Background: There is a risk for transmission of severe acute respiratory syndrome 2 (SARS-CoV-2) and other respiratory viruses in motor vehicles, particularly if ventilation is inadequate.

Methods: We used carbon dioxide monitoring to examine the quality of ventilation in several public transportation buses and in university student shuttle vans in the Cleveland metro area during peak and non-peak travel times. Carbon dioxide levels above 800 parts per million (ppm) were considered an indicator of suboptimal ventilation for the number of people present. In the shuttle vans, we evaluated the impact of an intervention to improve ventilation.

Results: In large articulated buses with 2 ventilation systems, carbon dioxide concentrations never exceeded 800 ppm, whereas in standard buses with 1 ventilation system concentrations rose above 800 ppm during peak travel times and on some trips during non-peak travel times. In shuttle vans, the ventilation system was not turned on during routine operation, and carbon dioxide levels rose above 800 ppm on all trips during peak and non-peak travel times. In the shuttle vans, an intervention involving operation of the existing ventilation system resulted in a significant reduction in carbon dioxide levels (mean concentration, 1,042 no intervention versus 785 with intervention; P<0.001). 

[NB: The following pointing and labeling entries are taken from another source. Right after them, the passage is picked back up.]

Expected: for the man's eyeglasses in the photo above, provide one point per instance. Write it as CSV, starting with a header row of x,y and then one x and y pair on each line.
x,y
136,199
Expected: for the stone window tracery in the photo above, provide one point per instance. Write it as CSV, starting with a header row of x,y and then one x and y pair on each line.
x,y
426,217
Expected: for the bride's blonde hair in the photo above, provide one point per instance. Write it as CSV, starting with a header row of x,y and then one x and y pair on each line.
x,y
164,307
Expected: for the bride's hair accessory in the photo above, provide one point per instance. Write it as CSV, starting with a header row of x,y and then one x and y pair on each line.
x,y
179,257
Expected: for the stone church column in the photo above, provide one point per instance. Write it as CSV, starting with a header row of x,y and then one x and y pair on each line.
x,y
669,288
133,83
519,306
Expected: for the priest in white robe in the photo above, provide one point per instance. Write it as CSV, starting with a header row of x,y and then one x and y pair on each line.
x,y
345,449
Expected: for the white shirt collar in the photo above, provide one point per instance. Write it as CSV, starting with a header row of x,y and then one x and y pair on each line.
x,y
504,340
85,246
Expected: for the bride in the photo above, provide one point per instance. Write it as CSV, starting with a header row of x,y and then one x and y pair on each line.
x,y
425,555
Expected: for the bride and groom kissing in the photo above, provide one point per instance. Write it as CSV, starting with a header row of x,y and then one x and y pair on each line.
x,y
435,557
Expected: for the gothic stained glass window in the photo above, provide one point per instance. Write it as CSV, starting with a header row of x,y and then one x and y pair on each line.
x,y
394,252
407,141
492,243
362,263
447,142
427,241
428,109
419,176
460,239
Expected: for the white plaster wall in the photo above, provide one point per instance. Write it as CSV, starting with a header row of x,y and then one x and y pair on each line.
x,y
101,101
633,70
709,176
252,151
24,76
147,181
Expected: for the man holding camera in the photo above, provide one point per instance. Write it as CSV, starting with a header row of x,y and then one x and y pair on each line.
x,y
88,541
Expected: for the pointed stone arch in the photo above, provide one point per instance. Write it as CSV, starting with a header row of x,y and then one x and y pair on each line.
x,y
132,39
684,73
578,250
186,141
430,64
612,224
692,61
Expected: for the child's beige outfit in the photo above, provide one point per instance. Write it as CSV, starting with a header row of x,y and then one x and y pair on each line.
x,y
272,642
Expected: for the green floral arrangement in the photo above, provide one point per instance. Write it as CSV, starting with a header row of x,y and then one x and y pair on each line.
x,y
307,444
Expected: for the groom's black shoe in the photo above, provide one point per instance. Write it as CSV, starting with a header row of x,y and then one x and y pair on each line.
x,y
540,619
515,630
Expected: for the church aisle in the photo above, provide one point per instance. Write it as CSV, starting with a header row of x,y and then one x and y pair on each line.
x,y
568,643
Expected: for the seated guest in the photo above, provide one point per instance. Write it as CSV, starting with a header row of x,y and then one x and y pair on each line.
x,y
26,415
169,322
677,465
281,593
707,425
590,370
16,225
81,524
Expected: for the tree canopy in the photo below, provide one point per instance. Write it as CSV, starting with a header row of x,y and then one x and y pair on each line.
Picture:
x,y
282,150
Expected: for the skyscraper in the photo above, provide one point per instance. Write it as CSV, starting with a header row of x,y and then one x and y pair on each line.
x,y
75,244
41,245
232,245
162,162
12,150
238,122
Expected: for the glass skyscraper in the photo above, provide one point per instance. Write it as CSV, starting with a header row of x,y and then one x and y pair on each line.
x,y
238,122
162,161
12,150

Conclusion: Our findings demonstrate substantial variability in the quality of ventilation in public transportation buses and university shuttle vans. There is a need for efforts to assess and optimize ventilation in motor vehicles used for public transportation to reduce the risk for aerosol-mediated transmission of respiratory viruses. Carbon dioxide monitoring may provide a useful tool to assess and improve ventilation.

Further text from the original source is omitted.